Понятие остранения используется здесь в самом широком и, может быть, отчасти специальном смысле. Ближайшим образом, всякий диссонанс или расхождение с ведущей темой, всякое ей ее приглушающее – семантическое, аксиологическое или только психологическое – несоответствие служит, как нам кажется, такому остранению ведущего (в нашем случае религиозно ориентированного) смысла, вследствие которого смысл этот воспринимается и переживается с новой остротой и, одновременно, ощущением неисчерпаемости и даже трансцендентности в своей последней глубине. Будучи изъятым из «автоматики восприятия», из области привычной узнаваемости, он (смысл) открывается новому видению, но – в своей новизне и дистанцированности одновременно[219].

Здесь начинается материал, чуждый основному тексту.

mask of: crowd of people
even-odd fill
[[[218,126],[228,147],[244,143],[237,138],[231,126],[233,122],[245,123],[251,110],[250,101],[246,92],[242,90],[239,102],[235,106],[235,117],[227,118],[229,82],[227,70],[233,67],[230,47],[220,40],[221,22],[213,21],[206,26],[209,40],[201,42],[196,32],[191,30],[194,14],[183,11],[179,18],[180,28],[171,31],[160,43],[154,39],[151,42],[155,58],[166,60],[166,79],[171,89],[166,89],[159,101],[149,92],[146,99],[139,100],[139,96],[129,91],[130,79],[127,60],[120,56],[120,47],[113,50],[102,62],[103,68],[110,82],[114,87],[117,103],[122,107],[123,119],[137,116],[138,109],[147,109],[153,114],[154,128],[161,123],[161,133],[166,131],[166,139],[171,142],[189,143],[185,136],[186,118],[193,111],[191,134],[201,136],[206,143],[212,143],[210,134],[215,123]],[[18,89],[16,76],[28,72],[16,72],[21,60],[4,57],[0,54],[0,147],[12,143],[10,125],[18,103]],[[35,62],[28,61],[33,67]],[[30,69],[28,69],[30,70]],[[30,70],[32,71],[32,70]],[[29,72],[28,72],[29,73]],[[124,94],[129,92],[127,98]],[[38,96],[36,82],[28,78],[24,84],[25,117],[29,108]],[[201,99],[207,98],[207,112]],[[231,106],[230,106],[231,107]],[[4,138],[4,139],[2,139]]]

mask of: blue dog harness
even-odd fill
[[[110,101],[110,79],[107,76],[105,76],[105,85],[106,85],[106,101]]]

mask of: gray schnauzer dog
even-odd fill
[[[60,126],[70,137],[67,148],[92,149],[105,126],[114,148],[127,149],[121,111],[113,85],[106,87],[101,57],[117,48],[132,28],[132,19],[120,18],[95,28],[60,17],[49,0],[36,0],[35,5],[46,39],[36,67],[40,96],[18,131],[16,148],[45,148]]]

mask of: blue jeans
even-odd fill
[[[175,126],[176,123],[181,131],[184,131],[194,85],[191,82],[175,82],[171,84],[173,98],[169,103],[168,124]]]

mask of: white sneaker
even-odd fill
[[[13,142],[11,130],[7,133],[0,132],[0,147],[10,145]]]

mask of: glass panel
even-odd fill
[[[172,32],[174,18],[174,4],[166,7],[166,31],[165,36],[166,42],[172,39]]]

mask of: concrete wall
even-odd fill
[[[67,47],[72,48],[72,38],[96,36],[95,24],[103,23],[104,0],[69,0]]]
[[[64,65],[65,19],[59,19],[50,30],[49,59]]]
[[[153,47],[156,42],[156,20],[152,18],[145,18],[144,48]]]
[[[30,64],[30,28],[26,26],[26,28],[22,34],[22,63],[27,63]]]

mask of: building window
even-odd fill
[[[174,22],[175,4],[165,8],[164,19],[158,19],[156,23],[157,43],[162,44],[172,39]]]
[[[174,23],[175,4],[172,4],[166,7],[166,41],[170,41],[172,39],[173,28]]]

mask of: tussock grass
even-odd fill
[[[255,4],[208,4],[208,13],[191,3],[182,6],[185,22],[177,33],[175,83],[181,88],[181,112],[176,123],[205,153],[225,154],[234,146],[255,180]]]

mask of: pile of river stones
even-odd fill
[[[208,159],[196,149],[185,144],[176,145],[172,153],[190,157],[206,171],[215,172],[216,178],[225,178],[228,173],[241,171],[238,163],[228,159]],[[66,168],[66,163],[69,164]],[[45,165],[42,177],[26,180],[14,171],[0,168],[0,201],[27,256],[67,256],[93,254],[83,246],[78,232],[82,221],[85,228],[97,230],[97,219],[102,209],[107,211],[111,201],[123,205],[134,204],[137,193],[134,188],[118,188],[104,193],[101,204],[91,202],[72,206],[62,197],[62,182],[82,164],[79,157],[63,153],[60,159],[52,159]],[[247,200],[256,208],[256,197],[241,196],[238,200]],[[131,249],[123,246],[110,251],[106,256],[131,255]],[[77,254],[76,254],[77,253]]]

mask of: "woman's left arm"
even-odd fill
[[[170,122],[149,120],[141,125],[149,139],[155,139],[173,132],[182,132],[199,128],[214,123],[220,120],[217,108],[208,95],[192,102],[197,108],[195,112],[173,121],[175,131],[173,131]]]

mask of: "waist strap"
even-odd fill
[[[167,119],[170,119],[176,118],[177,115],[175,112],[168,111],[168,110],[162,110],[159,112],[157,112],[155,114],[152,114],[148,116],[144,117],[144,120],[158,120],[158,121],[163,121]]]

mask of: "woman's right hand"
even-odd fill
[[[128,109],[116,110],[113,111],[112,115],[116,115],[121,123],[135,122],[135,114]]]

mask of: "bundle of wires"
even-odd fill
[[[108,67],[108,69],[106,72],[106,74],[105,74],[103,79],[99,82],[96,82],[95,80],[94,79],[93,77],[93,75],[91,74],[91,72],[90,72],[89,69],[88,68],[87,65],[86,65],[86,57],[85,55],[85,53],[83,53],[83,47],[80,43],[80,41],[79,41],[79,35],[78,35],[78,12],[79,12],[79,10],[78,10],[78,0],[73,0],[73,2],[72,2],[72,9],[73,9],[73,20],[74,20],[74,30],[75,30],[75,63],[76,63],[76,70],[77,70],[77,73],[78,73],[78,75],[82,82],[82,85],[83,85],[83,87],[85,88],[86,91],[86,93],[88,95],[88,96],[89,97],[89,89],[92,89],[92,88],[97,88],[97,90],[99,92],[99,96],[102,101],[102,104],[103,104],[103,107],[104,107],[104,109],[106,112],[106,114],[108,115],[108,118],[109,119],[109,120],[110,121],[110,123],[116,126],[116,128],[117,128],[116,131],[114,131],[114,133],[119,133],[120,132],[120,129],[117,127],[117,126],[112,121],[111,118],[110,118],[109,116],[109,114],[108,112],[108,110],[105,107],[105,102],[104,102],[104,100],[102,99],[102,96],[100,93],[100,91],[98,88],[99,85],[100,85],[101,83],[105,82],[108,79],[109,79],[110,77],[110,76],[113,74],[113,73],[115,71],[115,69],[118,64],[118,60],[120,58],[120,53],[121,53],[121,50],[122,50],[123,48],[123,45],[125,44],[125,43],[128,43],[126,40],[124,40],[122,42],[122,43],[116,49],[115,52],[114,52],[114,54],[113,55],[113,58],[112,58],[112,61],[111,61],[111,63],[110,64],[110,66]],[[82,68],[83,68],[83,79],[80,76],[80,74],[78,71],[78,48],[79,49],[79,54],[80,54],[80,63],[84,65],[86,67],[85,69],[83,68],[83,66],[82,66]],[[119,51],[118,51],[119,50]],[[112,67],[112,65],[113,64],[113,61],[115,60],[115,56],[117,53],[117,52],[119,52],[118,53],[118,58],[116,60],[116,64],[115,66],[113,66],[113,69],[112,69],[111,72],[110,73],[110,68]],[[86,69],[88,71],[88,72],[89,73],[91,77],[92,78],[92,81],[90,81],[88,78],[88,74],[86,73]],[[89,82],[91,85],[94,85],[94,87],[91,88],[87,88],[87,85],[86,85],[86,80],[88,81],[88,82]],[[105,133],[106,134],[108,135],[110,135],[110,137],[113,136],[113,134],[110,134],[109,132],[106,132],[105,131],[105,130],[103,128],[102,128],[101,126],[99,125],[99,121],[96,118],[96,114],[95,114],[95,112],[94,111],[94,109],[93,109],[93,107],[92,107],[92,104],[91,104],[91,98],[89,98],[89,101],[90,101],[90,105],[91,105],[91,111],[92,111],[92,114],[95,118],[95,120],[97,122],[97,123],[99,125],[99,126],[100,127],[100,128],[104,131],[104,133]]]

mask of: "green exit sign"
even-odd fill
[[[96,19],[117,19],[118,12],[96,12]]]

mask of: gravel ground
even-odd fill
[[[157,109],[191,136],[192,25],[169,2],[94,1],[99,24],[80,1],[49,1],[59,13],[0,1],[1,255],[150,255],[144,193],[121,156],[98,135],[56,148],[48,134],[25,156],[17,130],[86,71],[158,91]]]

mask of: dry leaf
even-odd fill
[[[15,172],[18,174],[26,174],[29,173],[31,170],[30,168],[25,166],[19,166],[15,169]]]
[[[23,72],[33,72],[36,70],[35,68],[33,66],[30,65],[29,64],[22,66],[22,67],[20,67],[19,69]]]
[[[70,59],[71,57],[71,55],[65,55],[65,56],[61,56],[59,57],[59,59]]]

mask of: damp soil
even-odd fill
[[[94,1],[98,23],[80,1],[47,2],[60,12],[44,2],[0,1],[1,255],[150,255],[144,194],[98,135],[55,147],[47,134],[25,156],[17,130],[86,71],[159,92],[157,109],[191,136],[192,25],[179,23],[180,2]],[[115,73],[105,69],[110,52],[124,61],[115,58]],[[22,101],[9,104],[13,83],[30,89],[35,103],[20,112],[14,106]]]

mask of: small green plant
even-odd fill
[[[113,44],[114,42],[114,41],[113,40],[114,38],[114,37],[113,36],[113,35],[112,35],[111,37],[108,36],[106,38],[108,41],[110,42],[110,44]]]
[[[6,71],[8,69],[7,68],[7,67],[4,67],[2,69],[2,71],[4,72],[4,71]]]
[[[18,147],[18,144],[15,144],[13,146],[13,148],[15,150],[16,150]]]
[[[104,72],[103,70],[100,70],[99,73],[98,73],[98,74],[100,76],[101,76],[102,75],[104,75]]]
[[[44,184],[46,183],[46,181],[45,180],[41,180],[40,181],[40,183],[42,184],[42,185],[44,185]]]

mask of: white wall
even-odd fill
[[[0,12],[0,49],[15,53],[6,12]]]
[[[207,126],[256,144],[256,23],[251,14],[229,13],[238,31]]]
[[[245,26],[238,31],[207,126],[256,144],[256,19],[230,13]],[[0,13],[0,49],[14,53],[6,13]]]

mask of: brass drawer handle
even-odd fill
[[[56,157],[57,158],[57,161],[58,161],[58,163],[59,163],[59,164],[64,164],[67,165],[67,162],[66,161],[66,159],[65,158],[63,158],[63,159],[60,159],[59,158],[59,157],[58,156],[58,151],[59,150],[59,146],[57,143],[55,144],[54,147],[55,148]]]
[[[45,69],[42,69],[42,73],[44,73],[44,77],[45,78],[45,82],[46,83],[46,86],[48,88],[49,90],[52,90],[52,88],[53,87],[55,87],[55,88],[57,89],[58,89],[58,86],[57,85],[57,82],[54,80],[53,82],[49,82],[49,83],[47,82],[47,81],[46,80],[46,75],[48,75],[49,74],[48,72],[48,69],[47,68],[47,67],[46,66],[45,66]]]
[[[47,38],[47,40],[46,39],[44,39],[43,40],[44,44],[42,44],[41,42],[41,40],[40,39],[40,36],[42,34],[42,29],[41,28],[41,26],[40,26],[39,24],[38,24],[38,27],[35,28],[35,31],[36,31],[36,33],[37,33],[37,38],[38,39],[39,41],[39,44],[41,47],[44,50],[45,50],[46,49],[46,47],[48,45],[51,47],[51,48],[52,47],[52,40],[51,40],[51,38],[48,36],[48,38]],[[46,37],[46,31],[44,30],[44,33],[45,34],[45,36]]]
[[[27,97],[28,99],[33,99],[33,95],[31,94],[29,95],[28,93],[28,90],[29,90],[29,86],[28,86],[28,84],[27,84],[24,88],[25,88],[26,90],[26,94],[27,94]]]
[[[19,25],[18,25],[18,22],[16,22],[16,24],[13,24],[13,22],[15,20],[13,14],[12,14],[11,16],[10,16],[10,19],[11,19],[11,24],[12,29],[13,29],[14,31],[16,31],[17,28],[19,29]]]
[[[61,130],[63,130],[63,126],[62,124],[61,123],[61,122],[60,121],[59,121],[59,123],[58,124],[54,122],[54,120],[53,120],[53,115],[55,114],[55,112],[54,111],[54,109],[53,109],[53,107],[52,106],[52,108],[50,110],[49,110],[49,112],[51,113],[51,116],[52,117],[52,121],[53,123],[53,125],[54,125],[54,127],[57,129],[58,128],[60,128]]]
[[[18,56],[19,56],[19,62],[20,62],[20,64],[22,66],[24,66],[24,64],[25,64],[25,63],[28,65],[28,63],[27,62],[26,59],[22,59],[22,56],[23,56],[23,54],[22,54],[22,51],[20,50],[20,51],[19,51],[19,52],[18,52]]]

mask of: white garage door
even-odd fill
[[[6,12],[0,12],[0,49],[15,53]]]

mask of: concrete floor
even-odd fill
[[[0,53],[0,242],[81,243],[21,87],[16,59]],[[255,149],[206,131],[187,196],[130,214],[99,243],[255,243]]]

Глубинной собственно религиозной основой такого дистанцирования является острое переживание несоответствия человека открывающейся перед ним, а иногда и в нем самом, святыни Божиего присутствия. Так «Симон Петр припал к коленям Иисуса и сказал: выйди от меня, Господи, потому что я человек грешный» (Лк 5:8). Здесь внутренняя нужда в расстоянии между человеком и Богом не отчуждает, не разрывает связи (ибо «припал к коленям Иисуса»), а скорее – освобождает «место», прежде всего в самой человеческой экзистенции, присутствию Божию, ограждая это присутствие от человеческого недостоинства.
Но нравственно-религиозное качество этой темы – расстояния, дистанции как способа восприятия и охранения (охраняющего восприятия) святыни – сродни и правде подлинно эстетического начала, проясненного и выверенного в своей духовной сути. Ведь «красота, – по слову Симоны Вейль, – плод, который мы разглядываем, не протягивая руки». А потому, – как скажет она же, – «расстояние – душа прекрасного»[220]. Эту «душу прекрасного» Вальтер Беньямин называет «аурой», которую – говорит он – «можно определить как уникальное ощущение дали, как бы близок при этом предмет ни был»[221].
Охранение тайны бытия и смерти через недоговоренность, незавершенность и неоднозначность художественной (в данном случае) речи, как бы вобравшей в себя экзистенциал расстояния, – само, таким именно образом, служит выражению присутствия[222]. Остранение в области художественной речи или препятствует сакрализации известного содержания, или – если двигаться в обратном направлении смысла – мешает выступить в качестве привычно-освоенно-сакрального тому в тексте, что исконно именно таково (сакрально), но только за пределами текста – в пространстве культа, но не культуры.
Присмотримся с этой точки зрения, предполагающей увидеть аскетическое начало – воздержания или дистанции – в формах художественного высказывания, к некоторым конкретным текстам, в первую очередь литературного и, отчасти, кинематографического характера.
«Студент» А. П. Чехова – рассказ, который сам автор расценивал как залог своего жизненного оптимизма[223], построен по вполне ясному принципу смыслового диссонанса между началом и концом. Мотив жизненной безысходности, бесплодности и бессмысленности русской истории, жестко и безраздельно заявленный в начале рассказа, в своей универсальности как бы отсылает нас подспудно к суровой мудрости библейского Екклезиаста: «Что было, то и будет; и что делалось, то и будет делаться, и нет ничего нового под солнцем» (Еккл 1:9) «…Студент думал о том, что точно такой же ветер дул и при Рюрике, и при Иоанне Грозном, и при Петре, и что при них была точно такая же лютая бедность, голод; такие же дырявые соломенные крыши, невежество, тоска, такая же пустыня кругом, мрак, чувство гнета – все эти ужасы были, есть и будут, и оттого, что пройдет еще тысяча лет, жизнь не станет лучше. И ему не хотелось домой»[224].